Prof. M. Arief Amrullah: RKUHAP Harus Jadi Solusi, Bukan Tambah Masalah Baru
- Palupi Ambarwati/ VIVA Banyuwangi
Jember, VIVA Banyuwangi –Pembahasan Rancangan Kitab Undang-Undang Hukum Acara Pidana (RKUHAP) terus menjadi perhatian serius di kalangan praktisi dan akademisi hukum. Guru Besar Hukum Pidana Universitas Jember, Prof. M. Arief Amrullah, S.H., M.Hum., menyoroti pentingnya reformasi hukum yang mengedepankan keseimbangan kewenangan antar penegak hukum untuk menciptakan sistem peradilan pidana yang lebih efektif, transparan, dan berkeadilan.

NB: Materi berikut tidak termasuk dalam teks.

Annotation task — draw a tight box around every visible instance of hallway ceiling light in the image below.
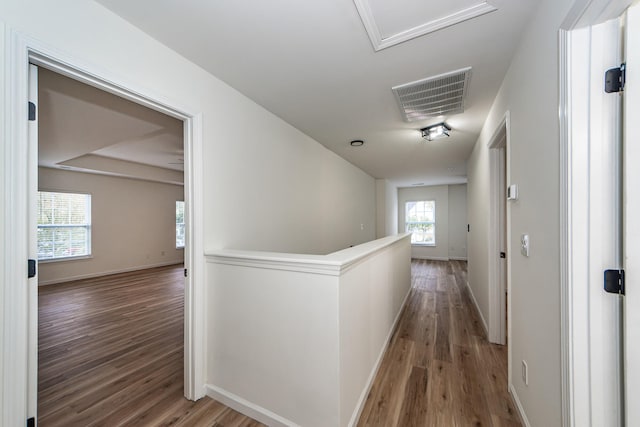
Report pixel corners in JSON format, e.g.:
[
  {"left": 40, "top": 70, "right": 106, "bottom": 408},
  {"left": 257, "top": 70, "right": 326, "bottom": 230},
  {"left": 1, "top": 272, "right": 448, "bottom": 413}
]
[{"left": 420, "top": 123, "right": 451, "bottom": 141}]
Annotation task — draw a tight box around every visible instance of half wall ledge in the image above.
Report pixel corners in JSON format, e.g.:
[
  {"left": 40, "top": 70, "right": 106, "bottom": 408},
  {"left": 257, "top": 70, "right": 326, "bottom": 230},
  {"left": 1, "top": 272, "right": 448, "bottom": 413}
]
[{"left": 206, "top": 233, "right": 411, "bottom": 427}]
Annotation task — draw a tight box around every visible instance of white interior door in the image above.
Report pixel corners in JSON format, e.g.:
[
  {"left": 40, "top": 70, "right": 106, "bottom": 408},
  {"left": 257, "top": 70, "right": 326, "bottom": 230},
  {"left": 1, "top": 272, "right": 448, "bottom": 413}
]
[{"left": 624, "top": 4, "right": 640, "bottom": 426}]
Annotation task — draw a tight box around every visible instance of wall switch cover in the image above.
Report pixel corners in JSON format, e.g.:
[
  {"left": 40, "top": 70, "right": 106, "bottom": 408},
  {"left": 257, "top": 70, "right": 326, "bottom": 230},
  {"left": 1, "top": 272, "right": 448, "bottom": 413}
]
[{"left": 520, "top": 234, "right": 529, "bottom": 257}]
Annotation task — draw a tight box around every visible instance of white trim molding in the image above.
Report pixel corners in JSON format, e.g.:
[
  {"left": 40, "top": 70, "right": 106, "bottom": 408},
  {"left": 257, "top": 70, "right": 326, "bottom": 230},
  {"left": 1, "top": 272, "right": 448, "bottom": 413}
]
[{"left": 353, "top": 0, "right": 498, "bottom": 51}]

"Keseimbangan kewenangan antarpenegak hukum harus diwujudkan untuk mencegah tumpang tindih kewenangan. RKUHAP harus menjadi solusi, bukan menambah masalah baru," ujar Prof. Arief. Menurutnya, ketimpangan kewenangan yang terlihat dalam beberapa pasal draf RKUHAP berpotensi menimbulkan permasalahan sistemik yang dapat menghambat proses penegakan hukum.
Soroti Ketimpangan Wewenang
Prof. Arief menyoroti sejumlah isu krusial dalam draf RKUHAP yang dinilai bertentangan dengan prinsip keadilan dan transparansi hukum. Salah satunya adalah kewenangan berlebihan yang diberikan kepada jaksa sebagaimana diatur dalam UU Nomor 11 Tahun 2021 tentang Perubahan UU Kejaksaan.
"Aturan seperti izin khusus dari Jaksa Agung untuk memanggil atau memeriksa jaksa bisa memberikan kesan bahwa institusi kejaksaan memiliki kekebalan hukum tertentu. Hal ini merusak kepercayaan publik terhadap institusi hukum," jelasnya.
Ia juga menyoroti rencana pemberian kewenangan penggunaan senjata api oleh jaksa yang tertuang dalam Pasal 8B UU Kejaksaan. "Penggunaan senjata api tanpa pelatihan khusus bisa memunculkan potensi penyalahgunaan. Ini harus dipertimbangkan ulang," tegasnya.
Selain itu, kewenangan penyadapan dan intelijen yang diatur dalam Pasal 30B dan 30C dinilai rentan disalahgunakan tanpa pengawasan independen. "Penyadapan adalah tindakan yang menyentuh privasi individu. Jika tidak ada pengawasan ketat, ini berpotensi melanggar hak asasi manusia," tambahnya.
Reformasi Sistem Prapenuntutan
Dalam pembahasan RKUHAP, Prof. Arief menekankan pentingnya reformasi pada tahap prapenuntutan untuk memastikan proses hukum yang lebih efisien dan efektif. "Prapenuntutan seharusnya menjadi tahap koordinasi antara penyidik dan jaksa, bukan menimbulkan ketidakpastian hukum dan birokrasi berbelit," katanya.
Ia mengusulkan integrasi teknologi informasi dalam proses penyidikan dan prapenuntutan untuk menciptakan kolaborasi yang lebih baik. "Misalnya, dengan penggunaan sistem online, penyidik dan penuntut umum dapat berkomunikasi secara langsung selama proses penyidikan. Ini akan mengurangi bolak-balik pemeriksaan berkas perkara," paparnya.
Dominuslitis dan Kesetaraan Penegak Hukum
Prof. Arief juga menyoroti prinsip dominuslitis yang memberikan jaksa kewenangan penuh atas perkara. "Prinsip dominuslitis harus dimaknai dalam semangat kesetaraan. Jaksa tidak boleh dianggap lebih tinggi daripada penegak hukum lainnya," tandasnya.
Ia berharap pembahasan RKUHAP menjadi momentum untuk memperbaiki sistem hukum acara pidana di Indonesia. "Reformasi hukum yang komprehensif harus mampu menjawab permasalahan yang ada dan memperkuat kepercayaan masyarakat terhadap sistem peradilan pidana," pungkasnya.